Parallelamente, il Decreto legislativo del 10 ottobre 2022, attuativo della legge n.134 del 27 settembre 2021 (la cosiddetta “Riforma Cartabia del processo penale”), è entrato in vigore all’interno dell’ordinamento giudiziario italiano il “Diritto all’oblio degli imputati e delle persone sottoposte ad indagini”, ovvero la “possibilità per gli individui nei cui confronti siano stati pronunciati una sentenza di proscioglimento o di archiviazione di richiedere che sia preclusa l’indicizzazione o che sia disposta la deindicizzazione, sulla rete internet, dei dati personali riportati nella sentenza o nel provvedimento”.

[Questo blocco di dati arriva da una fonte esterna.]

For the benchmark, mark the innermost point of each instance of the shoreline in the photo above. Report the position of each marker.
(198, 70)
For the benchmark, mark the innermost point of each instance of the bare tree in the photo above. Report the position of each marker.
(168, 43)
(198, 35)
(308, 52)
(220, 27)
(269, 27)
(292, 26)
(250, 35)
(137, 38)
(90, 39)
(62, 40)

In conclusione, la recente decisione della Corte di Giustizia Europea (e, su scala nazionale, la normativa italiana sul diritto all’oblio degli imputati) ha contribuito a ridefinire in maniera concreta l’operatività del diritto all’oblio, nonché la portata degli obblighi imposti rispettivamente alla “vittima” e al gestore del motore di ricerca. Un passo avanti non da poco, che apre nuovi spazi di discussione all’interno del dibattito sulla sicurezza dei dati immessi in rete e sulla tutela della reputazione online.